Fue a finales del siglo XIX cuando la medicina empieza a evolucionar con las disciplinas de higiene para preservar contagios. Luis Pasteur publicaría su hipótesis microbiana, y Joseph Lister  demostrará inequívocamente la naturaleza etiológica de los procesos infecciosos, con ello se lograría imponer la desinfección, la asepsia y la esterilización en todas las especialidades médicas.

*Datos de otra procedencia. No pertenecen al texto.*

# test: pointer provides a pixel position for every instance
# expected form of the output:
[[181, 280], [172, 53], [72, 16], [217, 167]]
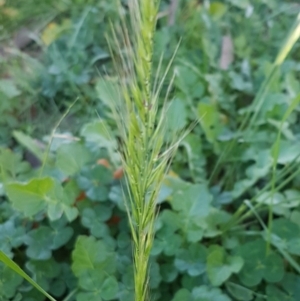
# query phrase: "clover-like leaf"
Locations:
[[72, 157], [89, 255], [193, 204], [11, 236], [205, 293], [258, 264], [94, 181], [183, 295], [94, 218], [43, 240], [9, 282], [44, 271], [41, 194], [239, 292], [220, 266], [92, 263]]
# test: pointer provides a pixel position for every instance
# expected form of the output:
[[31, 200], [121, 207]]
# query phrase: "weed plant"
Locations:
[[147, 150]]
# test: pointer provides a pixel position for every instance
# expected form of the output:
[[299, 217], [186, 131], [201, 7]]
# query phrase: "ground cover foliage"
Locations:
[[228, 226]]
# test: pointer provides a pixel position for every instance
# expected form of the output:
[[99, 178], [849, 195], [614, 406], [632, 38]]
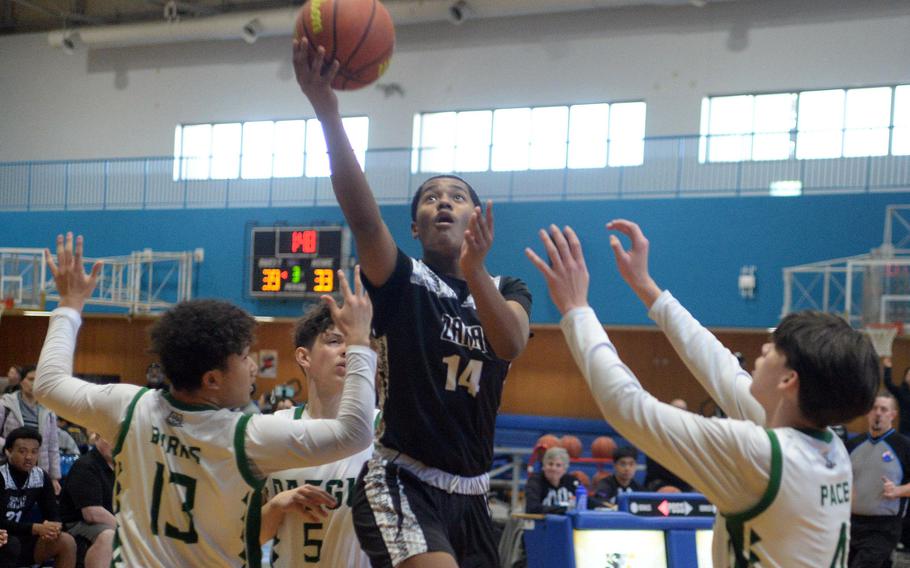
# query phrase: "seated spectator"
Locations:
[[553, 490], [657, 477], [284, 403], [11, 382], [85, 502], [24, 485], [19, 409], [623, 478]]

Este estudio posterior de los microorganismos (contagium animatum) en el tratamiento de enfermedades infecciosas. Tres figuras sobresalen a este respecto: Pasteur, Koch y Joseph Lister. Sin embargo, lo más importante es que a partir de ese momento la realidad médica fue vista de forma diferente. Los pacientes ya no sólo enfermaban por factores internos a su cuerpo, sino también podían contraer patologías por factores externos. Se había dado un cambio de paradigma.

HOMENAJES

El Hospicio General de Viena tiene una estatua que representa al profesor Semmelweis. Bajo la efigie se ha colocado una placa con la inscripción: "El salvador de las madres".


Memorial de Semmelweis  entre el viejo Hospital de niños y el jardín botánico en el Neuenheimer Feld en Heidelberg (Baden-Württemberg, Alemania


Estatua de la reina Elisabeth ("Sissi") en el Hospital del parque de Semmelweis, Miskolc, Hungría.

 Sello postal alemán en homenaje a Semmelweis.